N.B: cet article a été publié le 10/01/2015 dans le journal Huffington Post

Tout le monde a été surpris la semaine dernière par l’information de l’exécution des journalistes tunisiens Sofiane Chourabi et Nadhir Guetari, retenus en otages depuis plus de cent vingt jours en Libye par la branche libyenne de l’organisation terroriste de l’État islamique (Daech).

Tous les médias des quatre coins du monde ont directement diffusé l’information qui a été publiée par la chaîne française publique (France 24) sans vérifier sa fiabilité.
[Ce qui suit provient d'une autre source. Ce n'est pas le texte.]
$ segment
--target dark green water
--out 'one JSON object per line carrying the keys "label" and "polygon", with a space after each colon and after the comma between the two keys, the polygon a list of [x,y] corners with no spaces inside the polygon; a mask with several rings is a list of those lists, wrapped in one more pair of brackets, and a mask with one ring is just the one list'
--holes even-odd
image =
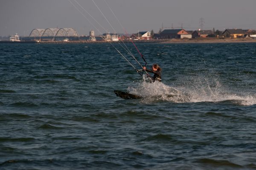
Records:
{"label": "dark green water", "polygon": [[256,44],[137,46],[1,44],[0,169],[256,169]]}

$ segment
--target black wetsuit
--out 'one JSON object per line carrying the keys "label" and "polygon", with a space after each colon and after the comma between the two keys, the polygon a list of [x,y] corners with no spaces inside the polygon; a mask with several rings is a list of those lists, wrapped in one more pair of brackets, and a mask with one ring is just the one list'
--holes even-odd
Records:
{"label": "black wetsuit", "polygon": [[156,80],[161,82],[162,77],[161,77],[161,71],[153,71],[151,69],[146,69],[145,70],[147,72],[151,72],[154,73],[154,76],[151,78],[152,81],[154,82]]}

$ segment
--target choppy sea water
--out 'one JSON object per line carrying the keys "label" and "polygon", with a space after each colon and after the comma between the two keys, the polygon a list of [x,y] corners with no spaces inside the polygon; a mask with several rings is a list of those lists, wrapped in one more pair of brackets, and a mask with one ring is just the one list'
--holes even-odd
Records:
{"label": "choppy sea water", "polygon": [[0,169],[256,169],[256,44],[137,45],[1,44]]}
Les médias tunisiens étaient les seuls qui ne l’ont pas partagée directement, peut-être parce qu’il s’agit de collègues, mais en même temps le Syndicat National des Journalistes Tunisiens (SNJT) a appelé les journalistes tunisiens à calmer les tensions et à ne diffuser aucune confirmation de l’information avant que les responsables la vérifie auprès de sources crédibles.

Colère, chagrin, tristesse, etc. telle a été la situation des journalistes tunisiens dans les couloirs du SNJT, en attendant la bonne nouvelle du Président du syndicat ou des responsables politiques. Au moment où les médias étrangers partageaient l’information, les professionnels de la scène médiatique tunisienne avaient des doutes quant à l’authenticité de cette information. La lueur d’espoir était présente mais les médias étrangers ne cessaient de faire circuler cette rumeur qui s’est propagée comme une traînée de poudre devant le silence des autorités.

En fait, les faits confirmaient qu’il s’agissait bel et bien d’une rumeur, car l’information a été publiée sur une page Facebook trois heures après sa création. Donc personne ne confirme que l’Etat islamique (Daech) est le propriétaire de cette page. « France 24« , elle-même, n’a pas pris le temps pour vérifier l’information. Le Président du SNJT a d’ailleurs soupçonné que cette affaire soit en lien avec l’affaire de Charlie Hebdo.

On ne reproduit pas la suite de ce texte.